New TB drug bedaquiline illustrates need for paradigm shift in developing and ensuring access to new treatment combinations.

Paris, October 30, 2013: Without a new approach to developing and pricing new tuberculosis medicines, the global TB response will be unable to deliver the new treatment combinations needed to close the deadly treatment gap for drug-resistant tuberculosis (DR-TB), warned the international medical humanitarian group Doctors Without Borders/Médecins Sans Frontières (MSF) at the Union World Conference on Lung Health in Paris.

“If I could change anything about having TB it would be the treatment; if we could have less toxic drugs and simpler, shorter treatment regimens, there would be fewer people dropping out of treatment and fewer people dying”, said Phumeza Tisile, who received TB treatment through MSF’s programme in Khayelitsha, South Africa.

In December 2012, a 50 year drought in TB drug research and development (R&D) came to an end with the approval in the U.S. of bedaquiline, a novel TB medicine marketed by Janssen, a subsidiary of Johnson & Johnson (J&J).

“This is a significant milestone for clinicians and patients, but there is no room for complacency or celebration yet.
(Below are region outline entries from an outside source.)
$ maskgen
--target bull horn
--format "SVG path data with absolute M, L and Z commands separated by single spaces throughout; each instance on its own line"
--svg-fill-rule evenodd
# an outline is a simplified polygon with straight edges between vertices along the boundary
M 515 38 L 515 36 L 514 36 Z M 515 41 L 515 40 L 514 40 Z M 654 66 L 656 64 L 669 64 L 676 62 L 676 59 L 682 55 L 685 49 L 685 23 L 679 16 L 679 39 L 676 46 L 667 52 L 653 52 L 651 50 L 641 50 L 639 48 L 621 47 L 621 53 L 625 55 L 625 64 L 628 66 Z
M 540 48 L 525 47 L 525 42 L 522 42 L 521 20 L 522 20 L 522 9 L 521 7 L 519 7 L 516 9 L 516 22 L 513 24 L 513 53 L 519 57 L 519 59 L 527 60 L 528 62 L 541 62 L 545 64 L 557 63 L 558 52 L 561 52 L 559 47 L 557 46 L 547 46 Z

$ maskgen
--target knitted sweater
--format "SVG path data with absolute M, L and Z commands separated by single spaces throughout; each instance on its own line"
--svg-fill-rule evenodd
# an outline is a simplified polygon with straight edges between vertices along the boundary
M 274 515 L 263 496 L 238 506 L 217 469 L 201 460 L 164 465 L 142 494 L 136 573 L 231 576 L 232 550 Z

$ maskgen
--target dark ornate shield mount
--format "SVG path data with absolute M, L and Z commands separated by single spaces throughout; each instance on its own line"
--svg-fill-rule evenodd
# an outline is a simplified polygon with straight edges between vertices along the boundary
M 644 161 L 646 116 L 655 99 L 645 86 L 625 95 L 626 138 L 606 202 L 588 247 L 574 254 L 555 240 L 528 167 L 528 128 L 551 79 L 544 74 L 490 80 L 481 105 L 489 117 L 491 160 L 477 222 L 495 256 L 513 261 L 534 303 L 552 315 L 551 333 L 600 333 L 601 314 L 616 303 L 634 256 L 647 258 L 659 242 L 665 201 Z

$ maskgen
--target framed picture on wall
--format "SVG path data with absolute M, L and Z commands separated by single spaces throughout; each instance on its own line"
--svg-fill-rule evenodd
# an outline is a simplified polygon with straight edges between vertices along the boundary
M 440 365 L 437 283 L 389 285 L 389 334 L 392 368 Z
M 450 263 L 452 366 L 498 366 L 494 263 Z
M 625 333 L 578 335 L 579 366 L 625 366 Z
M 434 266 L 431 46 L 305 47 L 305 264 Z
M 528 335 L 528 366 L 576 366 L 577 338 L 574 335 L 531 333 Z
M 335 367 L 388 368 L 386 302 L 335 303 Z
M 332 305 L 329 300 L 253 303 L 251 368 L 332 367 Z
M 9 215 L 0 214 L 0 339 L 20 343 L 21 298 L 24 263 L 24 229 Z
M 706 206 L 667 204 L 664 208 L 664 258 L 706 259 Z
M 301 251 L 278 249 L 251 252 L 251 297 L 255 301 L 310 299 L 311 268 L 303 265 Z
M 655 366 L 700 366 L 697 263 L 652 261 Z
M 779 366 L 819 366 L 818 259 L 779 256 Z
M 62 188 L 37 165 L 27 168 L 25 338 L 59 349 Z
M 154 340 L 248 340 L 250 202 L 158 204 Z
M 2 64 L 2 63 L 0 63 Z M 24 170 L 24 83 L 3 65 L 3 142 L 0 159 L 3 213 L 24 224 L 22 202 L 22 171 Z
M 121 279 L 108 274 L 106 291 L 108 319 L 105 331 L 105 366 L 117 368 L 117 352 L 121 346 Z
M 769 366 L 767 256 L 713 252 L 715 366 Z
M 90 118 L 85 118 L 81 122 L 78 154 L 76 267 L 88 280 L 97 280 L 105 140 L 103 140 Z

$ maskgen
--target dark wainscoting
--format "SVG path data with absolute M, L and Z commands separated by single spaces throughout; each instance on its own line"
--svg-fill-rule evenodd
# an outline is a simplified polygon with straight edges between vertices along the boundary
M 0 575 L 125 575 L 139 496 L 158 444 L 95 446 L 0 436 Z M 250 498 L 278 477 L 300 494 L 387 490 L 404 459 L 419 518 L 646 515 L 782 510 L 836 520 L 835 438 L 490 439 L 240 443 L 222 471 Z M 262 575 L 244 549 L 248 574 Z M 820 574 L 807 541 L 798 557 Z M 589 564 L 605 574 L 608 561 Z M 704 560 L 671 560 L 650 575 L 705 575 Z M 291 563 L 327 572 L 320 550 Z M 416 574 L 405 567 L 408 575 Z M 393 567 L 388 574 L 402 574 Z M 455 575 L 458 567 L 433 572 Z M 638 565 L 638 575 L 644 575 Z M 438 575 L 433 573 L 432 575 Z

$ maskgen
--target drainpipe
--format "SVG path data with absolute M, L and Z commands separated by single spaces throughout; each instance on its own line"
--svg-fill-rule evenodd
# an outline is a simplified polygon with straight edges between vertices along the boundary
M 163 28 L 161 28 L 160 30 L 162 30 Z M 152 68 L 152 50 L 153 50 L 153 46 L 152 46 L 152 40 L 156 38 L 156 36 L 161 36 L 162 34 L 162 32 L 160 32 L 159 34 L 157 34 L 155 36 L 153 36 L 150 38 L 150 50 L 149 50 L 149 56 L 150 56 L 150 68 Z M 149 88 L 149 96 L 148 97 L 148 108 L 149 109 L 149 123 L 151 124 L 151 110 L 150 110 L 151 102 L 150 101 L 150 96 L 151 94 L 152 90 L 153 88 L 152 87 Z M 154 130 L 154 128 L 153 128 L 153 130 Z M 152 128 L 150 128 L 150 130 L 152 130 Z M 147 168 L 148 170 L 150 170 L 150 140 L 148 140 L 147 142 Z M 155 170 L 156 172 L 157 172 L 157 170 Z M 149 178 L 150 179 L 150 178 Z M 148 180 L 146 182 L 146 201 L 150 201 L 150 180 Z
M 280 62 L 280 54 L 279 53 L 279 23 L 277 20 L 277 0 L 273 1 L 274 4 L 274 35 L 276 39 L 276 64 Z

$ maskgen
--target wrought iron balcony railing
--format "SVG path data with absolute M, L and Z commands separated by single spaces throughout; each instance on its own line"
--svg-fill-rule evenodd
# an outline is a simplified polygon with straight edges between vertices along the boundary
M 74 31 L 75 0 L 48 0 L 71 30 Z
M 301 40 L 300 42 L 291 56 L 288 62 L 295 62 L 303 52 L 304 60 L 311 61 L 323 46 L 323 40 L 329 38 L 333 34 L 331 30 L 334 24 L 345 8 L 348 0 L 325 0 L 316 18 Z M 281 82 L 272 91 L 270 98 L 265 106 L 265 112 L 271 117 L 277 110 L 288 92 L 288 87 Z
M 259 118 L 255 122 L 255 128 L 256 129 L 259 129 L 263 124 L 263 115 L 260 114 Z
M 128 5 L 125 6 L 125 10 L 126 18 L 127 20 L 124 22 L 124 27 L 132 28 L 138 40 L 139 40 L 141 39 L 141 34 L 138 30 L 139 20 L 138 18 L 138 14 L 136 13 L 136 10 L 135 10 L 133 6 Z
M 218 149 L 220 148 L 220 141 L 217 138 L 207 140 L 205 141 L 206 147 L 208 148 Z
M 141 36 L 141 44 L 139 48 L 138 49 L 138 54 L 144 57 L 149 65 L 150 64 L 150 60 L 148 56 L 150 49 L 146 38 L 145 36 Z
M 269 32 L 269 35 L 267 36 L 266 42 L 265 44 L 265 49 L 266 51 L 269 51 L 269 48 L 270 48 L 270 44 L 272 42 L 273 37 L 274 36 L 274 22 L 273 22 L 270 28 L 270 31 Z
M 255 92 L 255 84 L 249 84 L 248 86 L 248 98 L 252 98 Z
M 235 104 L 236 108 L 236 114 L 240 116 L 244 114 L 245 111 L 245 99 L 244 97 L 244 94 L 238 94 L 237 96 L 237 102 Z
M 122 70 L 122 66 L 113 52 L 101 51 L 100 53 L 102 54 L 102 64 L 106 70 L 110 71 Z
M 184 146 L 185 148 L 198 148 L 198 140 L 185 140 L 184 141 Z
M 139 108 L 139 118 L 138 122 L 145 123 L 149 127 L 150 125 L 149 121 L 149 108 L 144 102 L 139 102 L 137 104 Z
The new drug is obviously a boon, but what we really need are entire new combinations of drugs to treat DR-TB,” said Dr Cathy Hewison, TB advisor for MSF. “If we are unable to offer patients an entirely new, tolerable and more effective regimen in the coming years, the opportunity to radically improve DR-TB treatment will be squandered.”

The U.S. Food and Drug Administration fast-tracked the approval of bedaquiline, the World Health Organization (WHO) issued rapid guidelines for its use, and J&J has pushed for registration fairly widely; these are positive signals that the TB context is ready to respond quickly to new drugs.  But achieving the goal of entirely new regimens requires a more fundamental change in the way TB drugs are researched and brought to market.